The trial court did not err in granting defendants' motions for summary judgment.
EVANS, Judge, concurring specially.
1. Bank of Dade, one of the defendants, moved to dismiss the appeal because while the case was docketed on November 13, 1972, appellant's enumeration of errors and brief were filed not earlier than December 11, 1972, which was more than 20 days after this appeal was docketed, and was a failure by appellant to comply with Rule 14 (a) of the Court of Appeals.
But, effective March 2, 1972, the Court of Appeals amended said Rule 14 (a) and in effect eliminated any time limit for filing enumerations of error. Failure to file within 20 days is very lightly dealt with in this language in our amended rules, to wit: "Failure to file the enumeration of errors within the time specified in these rules shall be subject to contempt." (Emphasis supplied.)
I have been on this court for three and one-half years and thus far no one has been held in contempt during my tenure. But, should the Court of Appeals make up an order directing the filing of the enumerations of error, the subsequent failure to comply therewith renders the case subject to dismissal. Therefore, until that order is made and not complied with, appellants seem to have little or nothing to worry about.
This is not in accord with my feelings about such matters.

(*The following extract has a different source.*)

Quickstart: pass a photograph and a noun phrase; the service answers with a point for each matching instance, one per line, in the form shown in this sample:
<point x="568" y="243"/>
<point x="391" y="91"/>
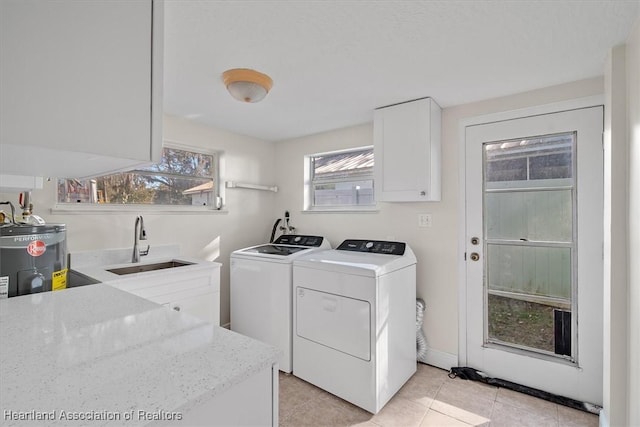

I believe there ought to be a definite and fixed time-table and schedule, and except for providential cause, dire results should attend the failure to comply with same.
I do not favor penalizing the vigilant and diligent attorney by allowing his tardy brethren to compete with him in the practice of law on equal terms. There is a rule in equity which applies with equal force to the entire practice of law, as follows, to wit: "Equity aids the vigilant and not the slothful." See Raines v. Clay, 161 Ga. 574, 578 (131 SE 499).
Our present-day tendency to liberalize the rules and to ignore time requirements is the very opposite of the above equitable rule and simply means that, "equity aids the slothful, and completely disregards the vigilant."
2. As to the second division of the opinion, I concur in the judgment only.
Fletcher & Watson, Dennis D. Watson, for appellees.
Willie V. Miller, for appellant.
ARGUED JANUARY 8, 1973 -- DECIDED APRIL 4, 1973.